Taking note of the previously mentioned limitations of the study the best data would be of a large sample size, have more audio variable(genre, feeling, etc..), and take into account variables such as release date, marketing, and artist popularity to more accurately predict whether a song will be a top hit. Holistically though that data would be very expensive to completely amalgamate so just having a few more audio characteristics and greater sample size would be good enough to predict whether or not a song will be hit based off auditory characteristics alone. This idea would probably be best achieved through a similar study such as the one done in my third citation regarding “Predicting Hit Songs with Machine Learning”.
In finality, the project was fun and helped introduce me to a few new packages, a few new data repositories, a few new visualization, but most importantly a greater appreciation for people like Peter and the TA’s who deal with this at a higher level in order to do learn something crazy everyday.

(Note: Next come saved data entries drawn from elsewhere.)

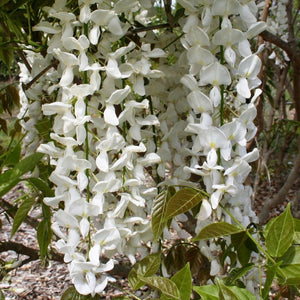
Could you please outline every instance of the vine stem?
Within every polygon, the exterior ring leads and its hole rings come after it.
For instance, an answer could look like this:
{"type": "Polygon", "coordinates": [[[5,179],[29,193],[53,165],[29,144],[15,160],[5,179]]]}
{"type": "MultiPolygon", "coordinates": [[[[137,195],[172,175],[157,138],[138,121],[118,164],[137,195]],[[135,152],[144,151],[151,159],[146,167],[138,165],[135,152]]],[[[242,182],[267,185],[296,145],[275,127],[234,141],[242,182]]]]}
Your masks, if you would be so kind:
{"type": "MultiPolygon", "coordinates": [[[[83,30],[84,30],[85,36],[87,36],[88,35],[88,24],[84,24],[83,30]]],[[[84,84],[88,83],[87,71],[83,72],[83,83],[84,84]]],[[[89,100],[89,98],[85,97],[84,102],[85,102],[85,114],[86,115],[88,114],[88,100],[89,100]]],[[[88,161],[89,160],[90,149],[89,149],[89,130],[88,130],[89,128],[88,128],[88,123],[87,122],[84,124],[84,128],[85,128],[85,132],[86,132],[86,137],[85,137],[85,159],[88,161]]],[[[85,175],[88,178],[88,184],[86,186],[86,201],[90,202],[90,197],[91,197],[90,173],[89,173],[88,169],[85,170],[85,175]]],[[[88,221],[91,224],[91,217],[88,217],[88,221]]],[[[88,240],[89,240],[88,249],[90,250],[91,245],[92,245],[91,230],[89,230],[89,233],[88,233],[88,240]]]]}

- Included previous discussion that was not in the previous draft you saw to show why I moved from previous dataset to this one
Maybe for better or worse this discussion reveals the weakness of my data and foresight. First I will detail the weakness of the dataset. The dataset was too simple and didn’t give enough information about attributes such as roles, genders, and participation which would’ve have allowed me to discern details of the network in a more critical manner. Because of the lack thereof such attributes the only comparisons I could make were based off the graphs of each other, random models, and what my opinion of what each network would look like based off their description ( e.g. family model would be highly connected). These comparisons would only yield “results” had there been a stark difference. Sadly, the results of my visualizations reveal no such difference and simply shows that there is a greater connectivity to the network then expected at random when compared to gnm and gmp erdos renyi models.
Second my inability to distinguish this dataset as a good model was caused by hopefulness, distraction by idea of dataset, and procrastination. Had I been more critical and more pragmatic of the possibilities of a simple undirected network with so few nodes and no attributes I would’ve realized beforehand the sheer hopelessness this data presented. Also it would’ve helped if the reference was not in a book I could not buy.
On a high note I learned some interesting facts about real networks such as online networks tend to have a lot of nodes with a few edges and a few nodes with a lot of edges. Also I have come to a better understanding of what good data looks like. Finally the killer study would still focus on what I had thought in the beginning but would overcome the downfalls I listed about the dataset and include more groups, so results could be extrapolated to wider audience.